Он доколченожил до чулана и открыл дверь. Там рядом с полным мешком для прачечной валялась куча грязного трупного белья.
— Черт побери! Эти сволочи сперли мой мешок, — сказал Колченог, развязывая другой мешок и вываливая содержимое на первую кучу. — Стало быть, они сперли два, — подытожил он. — Я все равно полиции так и скажу после того, как ты дашь мне в челюсть, чтобы у меня хорошее алиби появилось. Расскажу, что два трупокрада совершили налет на ледник. Я сопротивлялся изо всех сил, но они меня вырубили. Может, мне и медаль дадут, и мэр пожмет мою холодную как лед руку.

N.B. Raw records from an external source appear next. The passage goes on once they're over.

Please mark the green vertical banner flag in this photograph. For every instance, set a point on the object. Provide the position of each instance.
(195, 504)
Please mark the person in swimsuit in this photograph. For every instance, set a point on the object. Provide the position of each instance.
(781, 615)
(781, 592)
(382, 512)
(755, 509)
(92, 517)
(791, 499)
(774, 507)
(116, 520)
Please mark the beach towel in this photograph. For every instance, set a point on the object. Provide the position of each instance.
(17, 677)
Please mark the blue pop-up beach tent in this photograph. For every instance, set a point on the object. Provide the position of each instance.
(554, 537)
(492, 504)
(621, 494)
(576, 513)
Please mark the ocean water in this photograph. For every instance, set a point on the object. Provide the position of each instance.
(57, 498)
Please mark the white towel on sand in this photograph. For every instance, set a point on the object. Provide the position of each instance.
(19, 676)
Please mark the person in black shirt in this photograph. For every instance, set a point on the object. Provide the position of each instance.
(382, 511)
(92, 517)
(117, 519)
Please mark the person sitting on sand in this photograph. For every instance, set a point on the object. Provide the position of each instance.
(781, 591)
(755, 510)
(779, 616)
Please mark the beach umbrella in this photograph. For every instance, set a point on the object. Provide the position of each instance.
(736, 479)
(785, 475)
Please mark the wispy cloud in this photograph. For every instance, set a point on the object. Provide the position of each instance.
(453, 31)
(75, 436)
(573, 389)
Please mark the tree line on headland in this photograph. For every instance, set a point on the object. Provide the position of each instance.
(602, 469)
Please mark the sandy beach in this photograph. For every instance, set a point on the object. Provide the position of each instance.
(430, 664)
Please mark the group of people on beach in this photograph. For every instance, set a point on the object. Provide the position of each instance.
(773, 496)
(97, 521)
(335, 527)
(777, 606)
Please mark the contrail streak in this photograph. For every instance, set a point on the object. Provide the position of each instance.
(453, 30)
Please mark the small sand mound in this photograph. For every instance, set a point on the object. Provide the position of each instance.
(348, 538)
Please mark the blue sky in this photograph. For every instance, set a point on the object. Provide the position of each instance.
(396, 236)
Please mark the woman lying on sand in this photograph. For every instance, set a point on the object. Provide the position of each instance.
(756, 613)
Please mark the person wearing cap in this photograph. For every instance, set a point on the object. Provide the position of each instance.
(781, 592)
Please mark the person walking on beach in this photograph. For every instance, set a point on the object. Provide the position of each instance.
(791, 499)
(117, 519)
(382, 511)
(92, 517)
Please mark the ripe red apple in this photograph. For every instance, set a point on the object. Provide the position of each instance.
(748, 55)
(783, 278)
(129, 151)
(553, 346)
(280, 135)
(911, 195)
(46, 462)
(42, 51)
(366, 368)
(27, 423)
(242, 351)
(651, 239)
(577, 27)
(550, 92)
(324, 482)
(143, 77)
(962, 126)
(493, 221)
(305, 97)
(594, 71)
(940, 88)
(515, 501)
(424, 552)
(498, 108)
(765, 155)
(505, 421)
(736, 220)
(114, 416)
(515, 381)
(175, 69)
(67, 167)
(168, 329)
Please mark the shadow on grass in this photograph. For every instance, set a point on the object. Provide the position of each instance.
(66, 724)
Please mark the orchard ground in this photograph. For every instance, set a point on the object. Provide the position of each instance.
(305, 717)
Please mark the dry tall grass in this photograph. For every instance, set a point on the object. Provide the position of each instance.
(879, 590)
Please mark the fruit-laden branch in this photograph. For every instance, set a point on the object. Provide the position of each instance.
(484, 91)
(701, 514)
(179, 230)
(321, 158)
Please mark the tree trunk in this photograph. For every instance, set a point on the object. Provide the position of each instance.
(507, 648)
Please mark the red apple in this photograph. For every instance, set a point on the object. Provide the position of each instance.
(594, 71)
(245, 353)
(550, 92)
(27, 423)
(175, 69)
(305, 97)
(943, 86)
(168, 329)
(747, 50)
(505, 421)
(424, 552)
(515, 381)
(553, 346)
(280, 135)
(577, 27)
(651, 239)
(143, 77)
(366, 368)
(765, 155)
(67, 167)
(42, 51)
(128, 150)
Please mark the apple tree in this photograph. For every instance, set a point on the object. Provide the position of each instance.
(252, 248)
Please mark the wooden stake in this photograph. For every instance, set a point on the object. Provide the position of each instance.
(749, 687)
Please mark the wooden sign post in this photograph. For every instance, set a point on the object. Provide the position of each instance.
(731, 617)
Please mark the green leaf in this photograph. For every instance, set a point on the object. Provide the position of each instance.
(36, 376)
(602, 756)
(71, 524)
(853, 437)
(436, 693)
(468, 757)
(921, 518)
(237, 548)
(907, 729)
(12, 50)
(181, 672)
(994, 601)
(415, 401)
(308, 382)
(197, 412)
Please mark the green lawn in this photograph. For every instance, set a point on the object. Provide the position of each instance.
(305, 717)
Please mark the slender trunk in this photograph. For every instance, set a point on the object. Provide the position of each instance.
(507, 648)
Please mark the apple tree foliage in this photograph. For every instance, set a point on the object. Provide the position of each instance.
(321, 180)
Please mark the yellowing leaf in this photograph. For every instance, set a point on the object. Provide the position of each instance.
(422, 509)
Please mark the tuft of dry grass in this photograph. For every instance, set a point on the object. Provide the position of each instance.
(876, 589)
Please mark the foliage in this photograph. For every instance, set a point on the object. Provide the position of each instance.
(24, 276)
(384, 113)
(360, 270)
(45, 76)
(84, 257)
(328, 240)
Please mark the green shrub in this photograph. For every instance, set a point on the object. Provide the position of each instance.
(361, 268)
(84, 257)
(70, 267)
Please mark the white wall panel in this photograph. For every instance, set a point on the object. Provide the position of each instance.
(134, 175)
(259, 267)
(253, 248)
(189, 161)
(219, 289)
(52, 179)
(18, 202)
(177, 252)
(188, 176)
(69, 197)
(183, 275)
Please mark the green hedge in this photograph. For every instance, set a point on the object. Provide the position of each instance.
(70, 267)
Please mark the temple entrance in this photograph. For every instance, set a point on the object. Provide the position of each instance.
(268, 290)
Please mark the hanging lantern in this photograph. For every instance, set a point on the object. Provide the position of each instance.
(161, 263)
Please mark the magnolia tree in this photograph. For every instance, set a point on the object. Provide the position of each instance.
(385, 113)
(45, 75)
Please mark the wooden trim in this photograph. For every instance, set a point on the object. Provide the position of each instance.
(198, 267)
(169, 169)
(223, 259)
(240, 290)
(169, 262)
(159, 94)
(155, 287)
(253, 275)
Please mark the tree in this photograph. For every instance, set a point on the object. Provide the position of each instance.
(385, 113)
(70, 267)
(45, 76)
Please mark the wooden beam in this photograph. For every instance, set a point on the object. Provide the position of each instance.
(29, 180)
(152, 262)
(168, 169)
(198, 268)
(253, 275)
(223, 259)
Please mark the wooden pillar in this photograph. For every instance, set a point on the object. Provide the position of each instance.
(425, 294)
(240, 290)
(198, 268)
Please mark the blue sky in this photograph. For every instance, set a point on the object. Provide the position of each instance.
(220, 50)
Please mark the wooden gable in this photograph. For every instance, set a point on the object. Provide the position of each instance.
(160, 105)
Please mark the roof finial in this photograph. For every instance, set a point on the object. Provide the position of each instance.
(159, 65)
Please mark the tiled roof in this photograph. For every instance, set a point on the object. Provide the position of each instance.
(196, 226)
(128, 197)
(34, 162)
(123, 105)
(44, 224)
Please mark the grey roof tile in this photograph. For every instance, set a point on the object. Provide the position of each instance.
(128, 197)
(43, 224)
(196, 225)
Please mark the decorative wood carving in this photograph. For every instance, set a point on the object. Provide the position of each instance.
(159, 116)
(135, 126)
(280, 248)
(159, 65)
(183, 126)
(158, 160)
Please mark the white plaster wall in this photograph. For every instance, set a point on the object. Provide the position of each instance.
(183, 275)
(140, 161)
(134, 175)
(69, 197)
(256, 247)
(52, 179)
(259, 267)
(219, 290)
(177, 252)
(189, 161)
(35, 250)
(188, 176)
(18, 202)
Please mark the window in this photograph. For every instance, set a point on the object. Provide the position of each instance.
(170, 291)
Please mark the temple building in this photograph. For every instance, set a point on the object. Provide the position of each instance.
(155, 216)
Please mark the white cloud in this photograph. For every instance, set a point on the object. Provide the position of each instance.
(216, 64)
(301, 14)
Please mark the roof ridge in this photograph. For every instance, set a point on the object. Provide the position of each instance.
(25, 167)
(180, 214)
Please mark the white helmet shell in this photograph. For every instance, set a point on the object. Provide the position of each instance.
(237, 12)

Мы засунули тело молодой проститутки в мешок для грязного белья.
Колченог очень качественно ее сложил.
— А у тебя неплохо получается, — заметил я.
— А как иначе? — сказал Колченог. — В прошлом году за десятитысячный труп мне золотые часы вручили.
И он потрепал ее по макушке, а потом завязал шнурки, стянувшие мешок у нее на голове.
— Прощай, малышка, — сказал Колченог. — Я буду скучать.
— Не переживай, — сказал я. — Потом догонишь.
— Остряк, — сказал Колченог. — Тебе бы в «Шоу Джека Бенни»[15]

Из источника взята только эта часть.